Going Back to School at 50

Do you miss the sound of sneakers on squeaky floors? Are you dreaming of the days when you pored over textbooks or spent hours cramming for a test?

Well, it doesn’t have to be a dream anymore. You might be older than the typical freshman, but college is for everyone, and you can get yourself an education at any time and any point in your life. If you’re thinking about going back to school as a “non-traditional” student at age 50, consider this your guide to surviving college even after you’re over the hill.


There’s probably a reason you want to go to school at your age, but that doesn’t mean you can’t reap other benefits while pursuing your main goal. You’ll enjoy many perks by becoming a student again.

  • You’ll increase your knowledge of the world. You’ll become smarter and more well-informed about the subjects you’re interested in, and you can apply that knowledge to everything from your career to your personal hobbies.
  • You’ll fill your schedule with classes, lectures, labs, events, clubs, seminars, workshops and study groups. If you’ve ever felt lonely as an aging adult, going back to college will perk you right back up.
  • You’ll boost your self-esteem as you set a goal and work hard to achieve it. People always feel happier when they’re productive, and you’ll feel a real sense of accomplishment in passing your classes and maybe even getting a degree.
  • You’ll inspire your family with your commitment to education. You’ll show your children and grandchildren that school is important and that dreams can be achieved at any age. You’ll be a good role model for them.


There are pros and cons for everything in life, here are just a few of the challenges you might face.

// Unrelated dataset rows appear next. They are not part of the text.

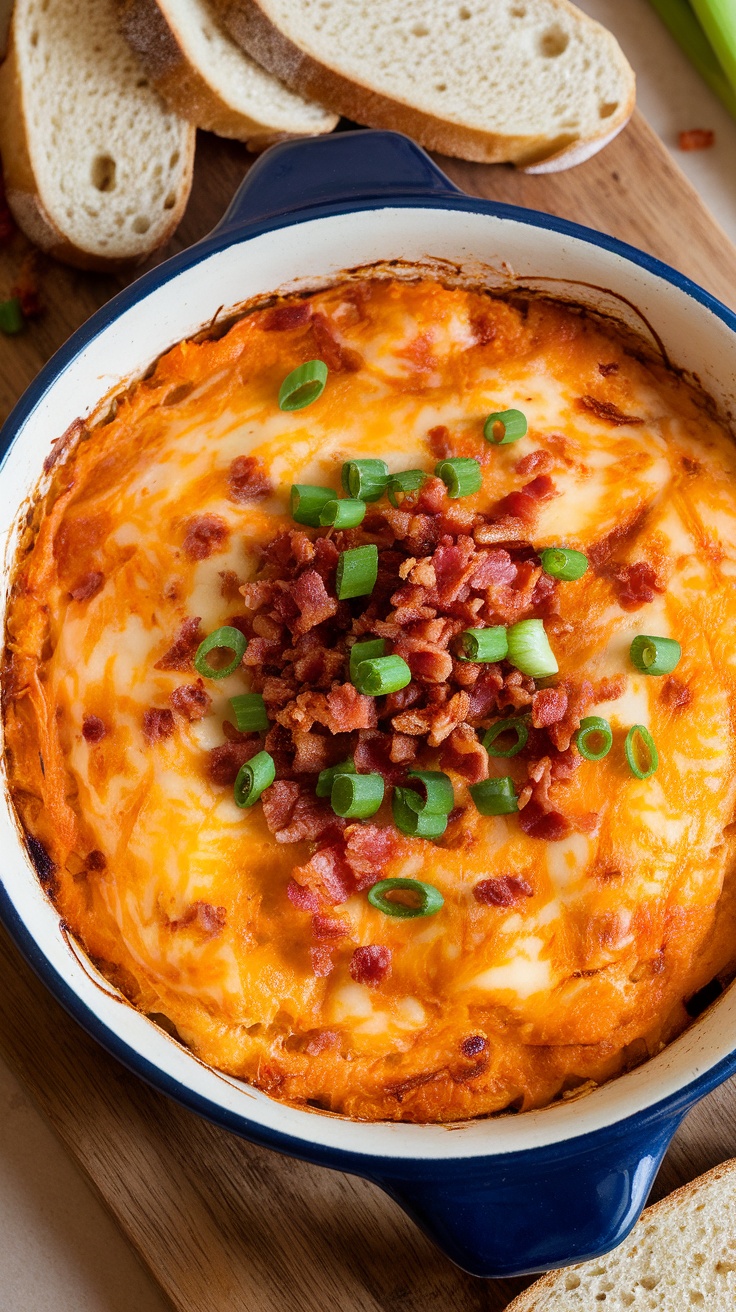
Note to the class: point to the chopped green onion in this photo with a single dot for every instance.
(461, 475)
(303, 385)
(415, 823)
(365, 651)
(365, 479)
(495, 797)
(326, 778)
(228, 638)
(438, 798)
(530, 651)
(636, 739)
(382, 675)
(428, 899)
(484, 644)
(308, 501)
(402, 484)
(251, 713)
(518, 727)
(11, 316)
(592, 727)
(357, 571)
(343, 514)
(357, 795)
(655, 655)
(563, 563)
(253, 778)
(504, 427)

  • You might feel isolated socially if you’re attending a very “young” school. You might have trouble staying motivated during times of doubt, stress and failure.
  • If you haven’t been in school for a long time, you might need to take remedial classes to prepare for bigger ones. This is especially true for subjects like math where you can’t take algebra until you know fractions. It will cost more money and take more time to get your degree.
  • If you aren’t good with technology, you might feel left behind by the way that students and teachers depend on things like computers and the Internet. You’ll need to get comfortable sending emails and checking grades online if you want to keep up with everyone else.

How should I plan?

The first question to ask yourself is about your goals. What are you hoping to accomplish by going to school? If you want a degree, you’ll need to enroll in specific classes and collect a certain number of credits. If you’re just taking French for fun, you’ll still need to fit your baguettes into your schedule.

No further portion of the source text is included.